Notwendigkeit der Risikoanalyse
Das deutsche Gesetz über unternehmerische Sorgfaltspflichten zur Vermeidung von Menschenrechtsverletzungen in Lieferketten (LkSG) und die europäische Richtlinie zur unternehmerischen Sorgfaltspflicht im Bereich der Nachhaltigkeit (CSDDD) verpflichten Unternehmen, ein transparentes, verantwortungsvolles und nachhaltiges Lieferkettenmanagement zu gewährleisten, Menschenrechtsverletzungen und negative Umweltauswirkungen zu identifizieren, zu verhindern und zu mildern, Beschwerdeverfahren zur Meldung von Missständen einzurichten und jährlich gegenüber den relevanten Behörden zu berichten.
Das LkSG unterscheidet zwei Arten der Risikoanalyse, die regelmäßige Risikoanalyse und die anlassbezogene Risikoanalyse. Die Ergebnisse der Risikoanalyse müssen angemessen gewichtet und priorisiert werden. Dabei sind folgende Kriterien zu berücksichtigen:
- Art und Umfang der Geschäftstätigkeit
- Einflussmöglichkeiten des Unternehmens
- Schwere der Verletzung (Grad, Anzahl der Betroffenen, Unumkehrbarkeit) und Eintrittswahrscheinlichkeit einer Pflichtverletzung
- Verursachungsbeitrag des Unternehmens zu Risiken
Das LkSG selbst bietet keine konkreten Hinweise zur Methodik der Risikoanalyse sowie zu Gewichtung und Priorisierung von Risiken. Die Auswahl und Nutzung einer Risikomanagementmethode bleibt betroffenen Unternehmen überlassen.
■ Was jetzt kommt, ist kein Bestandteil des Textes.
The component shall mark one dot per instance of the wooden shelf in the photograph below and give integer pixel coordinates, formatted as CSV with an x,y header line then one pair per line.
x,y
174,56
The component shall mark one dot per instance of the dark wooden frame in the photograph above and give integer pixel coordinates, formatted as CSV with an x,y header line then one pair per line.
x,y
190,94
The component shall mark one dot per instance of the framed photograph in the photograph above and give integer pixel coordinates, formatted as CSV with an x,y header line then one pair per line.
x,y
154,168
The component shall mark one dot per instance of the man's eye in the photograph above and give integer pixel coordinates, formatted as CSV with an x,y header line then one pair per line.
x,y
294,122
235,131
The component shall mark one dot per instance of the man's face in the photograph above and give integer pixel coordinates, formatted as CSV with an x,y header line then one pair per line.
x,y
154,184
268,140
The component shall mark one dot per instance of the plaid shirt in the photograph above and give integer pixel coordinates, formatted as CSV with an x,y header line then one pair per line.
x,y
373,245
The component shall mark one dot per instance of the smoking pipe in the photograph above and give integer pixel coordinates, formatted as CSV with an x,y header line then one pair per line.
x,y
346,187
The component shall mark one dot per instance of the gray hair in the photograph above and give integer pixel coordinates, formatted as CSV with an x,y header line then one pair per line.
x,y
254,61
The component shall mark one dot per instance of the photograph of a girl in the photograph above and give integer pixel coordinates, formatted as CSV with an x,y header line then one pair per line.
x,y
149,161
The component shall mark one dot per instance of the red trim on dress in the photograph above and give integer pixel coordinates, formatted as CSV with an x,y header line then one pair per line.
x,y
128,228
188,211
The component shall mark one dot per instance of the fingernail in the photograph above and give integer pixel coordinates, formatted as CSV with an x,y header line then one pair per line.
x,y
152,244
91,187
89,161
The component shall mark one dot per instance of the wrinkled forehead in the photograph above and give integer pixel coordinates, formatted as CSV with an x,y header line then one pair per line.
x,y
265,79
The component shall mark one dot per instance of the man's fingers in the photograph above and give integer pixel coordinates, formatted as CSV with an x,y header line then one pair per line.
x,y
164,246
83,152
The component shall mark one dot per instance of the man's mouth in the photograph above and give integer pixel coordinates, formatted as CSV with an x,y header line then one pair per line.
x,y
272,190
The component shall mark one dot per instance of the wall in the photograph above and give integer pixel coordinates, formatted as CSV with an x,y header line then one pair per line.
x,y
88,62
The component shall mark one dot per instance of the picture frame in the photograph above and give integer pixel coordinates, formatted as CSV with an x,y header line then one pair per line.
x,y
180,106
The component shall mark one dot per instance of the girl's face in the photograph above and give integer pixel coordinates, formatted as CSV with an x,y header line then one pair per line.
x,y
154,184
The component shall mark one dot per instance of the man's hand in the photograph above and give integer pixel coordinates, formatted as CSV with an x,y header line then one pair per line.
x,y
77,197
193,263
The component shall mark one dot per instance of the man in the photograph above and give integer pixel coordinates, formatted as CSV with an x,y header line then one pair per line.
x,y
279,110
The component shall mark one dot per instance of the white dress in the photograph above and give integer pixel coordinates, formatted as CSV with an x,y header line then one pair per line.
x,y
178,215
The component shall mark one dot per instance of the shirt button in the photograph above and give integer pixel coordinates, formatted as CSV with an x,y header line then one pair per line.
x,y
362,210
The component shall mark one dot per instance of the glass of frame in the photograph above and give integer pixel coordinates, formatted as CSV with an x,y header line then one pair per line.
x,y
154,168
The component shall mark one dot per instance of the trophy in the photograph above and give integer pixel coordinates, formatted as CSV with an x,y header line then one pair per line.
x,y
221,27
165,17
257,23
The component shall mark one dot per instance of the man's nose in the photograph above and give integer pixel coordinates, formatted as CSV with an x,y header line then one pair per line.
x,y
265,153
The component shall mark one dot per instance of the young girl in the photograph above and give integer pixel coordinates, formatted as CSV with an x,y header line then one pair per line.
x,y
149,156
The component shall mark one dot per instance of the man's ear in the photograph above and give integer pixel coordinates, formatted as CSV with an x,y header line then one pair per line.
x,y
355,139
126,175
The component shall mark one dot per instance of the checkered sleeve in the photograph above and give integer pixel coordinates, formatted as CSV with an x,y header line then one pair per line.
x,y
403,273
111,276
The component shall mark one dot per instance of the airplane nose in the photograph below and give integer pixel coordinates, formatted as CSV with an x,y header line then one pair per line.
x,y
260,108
Die überwiegende Mehrheit der betroffenen Unternehmen nutzt tendenziell qualitativ ausgeprägte Risikomanagementmethoden, häufig visualisiert in Form einer Ampellogik.
Qualitative Methoden basieren in der Regel auf Experteneinschätzungen und beschreiben Risiken in Kategorien wie hoch, mittel oder niedrig. Sie sind einfach anzuwenden und erfordern keine umfangreichen Datenanalysen. Allerdings sind sie maßgeblich subjektiv geprägt und können mangels eines hinreichend methodisch objektivierten Ansatzes zu inkonsistenten Ergebnissen führen.
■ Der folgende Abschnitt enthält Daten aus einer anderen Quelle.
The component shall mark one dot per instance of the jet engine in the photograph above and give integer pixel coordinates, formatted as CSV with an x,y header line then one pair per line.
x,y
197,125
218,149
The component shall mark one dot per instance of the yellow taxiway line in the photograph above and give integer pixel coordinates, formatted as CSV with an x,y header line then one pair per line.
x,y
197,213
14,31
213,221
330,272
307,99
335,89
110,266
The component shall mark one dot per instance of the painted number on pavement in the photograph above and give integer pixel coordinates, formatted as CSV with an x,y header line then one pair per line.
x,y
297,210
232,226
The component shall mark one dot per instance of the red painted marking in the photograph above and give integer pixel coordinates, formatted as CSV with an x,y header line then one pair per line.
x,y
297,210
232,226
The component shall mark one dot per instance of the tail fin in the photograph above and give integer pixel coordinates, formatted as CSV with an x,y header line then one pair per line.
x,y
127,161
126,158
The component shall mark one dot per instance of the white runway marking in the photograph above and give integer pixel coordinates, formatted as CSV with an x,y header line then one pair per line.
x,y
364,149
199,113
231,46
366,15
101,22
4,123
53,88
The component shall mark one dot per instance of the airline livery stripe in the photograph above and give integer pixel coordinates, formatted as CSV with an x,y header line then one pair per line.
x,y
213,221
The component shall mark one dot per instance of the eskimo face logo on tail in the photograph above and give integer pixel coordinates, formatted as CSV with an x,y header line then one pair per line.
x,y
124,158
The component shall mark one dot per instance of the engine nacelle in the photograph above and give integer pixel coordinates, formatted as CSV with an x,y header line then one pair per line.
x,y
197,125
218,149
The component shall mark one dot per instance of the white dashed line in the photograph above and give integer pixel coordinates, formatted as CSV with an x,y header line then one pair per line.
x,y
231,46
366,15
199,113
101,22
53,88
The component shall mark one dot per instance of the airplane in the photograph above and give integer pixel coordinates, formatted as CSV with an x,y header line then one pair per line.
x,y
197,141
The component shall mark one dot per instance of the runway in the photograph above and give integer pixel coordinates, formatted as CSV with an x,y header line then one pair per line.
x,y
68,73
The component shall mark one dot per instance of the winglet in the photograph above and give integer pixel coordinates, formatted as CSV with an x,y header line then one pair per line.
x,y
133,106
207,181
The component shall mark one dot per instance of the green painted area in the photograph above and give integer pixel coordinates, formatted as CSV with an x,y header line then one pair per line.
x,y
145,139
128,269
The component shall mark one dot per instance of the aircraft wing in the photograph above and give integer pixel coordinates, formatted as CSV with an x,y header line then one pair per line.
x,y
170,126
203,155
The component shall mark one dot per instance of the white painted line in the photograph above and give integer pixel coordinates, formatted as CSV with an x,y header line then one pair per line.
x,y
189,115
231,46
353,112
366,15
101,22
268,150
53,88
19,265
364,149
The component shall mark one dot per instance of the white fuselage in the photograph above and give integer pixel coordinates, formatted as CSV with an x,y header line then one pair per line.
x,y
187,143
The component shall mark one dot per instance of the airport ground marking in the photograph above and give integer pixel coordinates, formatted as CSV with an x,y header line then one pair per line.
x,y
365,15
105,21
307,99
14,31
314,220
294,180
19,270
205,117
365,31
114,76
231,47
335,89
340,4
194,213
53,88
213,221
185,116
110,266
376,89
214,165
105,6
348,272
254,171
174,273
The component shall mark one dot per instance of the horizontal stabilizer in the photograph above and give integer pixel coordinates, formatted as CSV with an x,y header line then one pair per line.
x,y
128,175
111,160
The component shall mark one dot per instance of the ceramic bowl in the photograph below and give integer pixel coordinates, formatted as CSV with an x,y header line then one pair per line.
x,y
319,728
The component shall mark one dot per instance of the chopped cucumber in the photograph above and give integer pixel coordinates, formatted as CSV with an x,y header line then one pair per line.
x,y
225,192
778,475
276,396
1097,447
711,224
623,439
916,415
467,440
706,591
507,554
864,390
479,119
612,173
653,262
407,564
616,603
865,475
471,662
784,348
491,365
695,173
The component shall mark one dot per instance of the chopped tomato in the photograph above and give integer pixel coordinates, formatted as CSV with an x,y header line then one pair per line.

Ausgehend von dieser Situation haben die Autoren eine Methode zur Quantifizierung der Risiken von Menschenrechtsverletzungen und negativen Umweltauswirkungen in der Lieferkette entwickelt (QUARISK = Quantifizierung vertraglicher Risiken mittels Simulation und künstlicher Intelligenz). Diese Methode nutzt verhältnisskalierte Kenngrößen anstelle der oft anzutreffenden Risikoeinschätzungen mit Ampelfarben. Ihre Anwendung ermöglicht die konsistente Ableitung von Risikokennzahlen für die Eintrittswahrscheinlichkeit und die potentiellen Auswirkungen in Bezug auf einzelne Lieferverpflichtungen, Lieferanten, Länder, Materialgruppen und die gesamte Lieferkette.
Die Methode erfüllt nicht nur die gesetzlichen Anforderungen der Regulierungsbehörden zur Bewertung der Risiken für Mensch und Umwelt, sondern ermöglicht auch (i) die simulationsbasierte Ableitung von Kennzahlen zur Bewertung und Steuerung der potentiellen wirtschaftlichen Auswirkungen auf das Unternehmen, (ii) eine Objektivierung und Vergleichbarkeit von Ergebnissen und (iii) eine „Ausgabe“ in Form von Zahlen; eine Sprache, die in jedem Unternehmen gesprochen wird.
Methodischer Ansatz zur Risikomessung und -bewertung im Sinne des LkSG
Die Methode nutzt einen Bottom-up-Ansatz, um für jede Lieferverpflichtung der Lieferkette die Eintrittswahrscheinlichkeiten und Auswirkungen der zwölf menschenrechtlichen (M1 bis M12) und acht umweltbezogenen Risiken (U1 bis U8) systematisch zu erfassen.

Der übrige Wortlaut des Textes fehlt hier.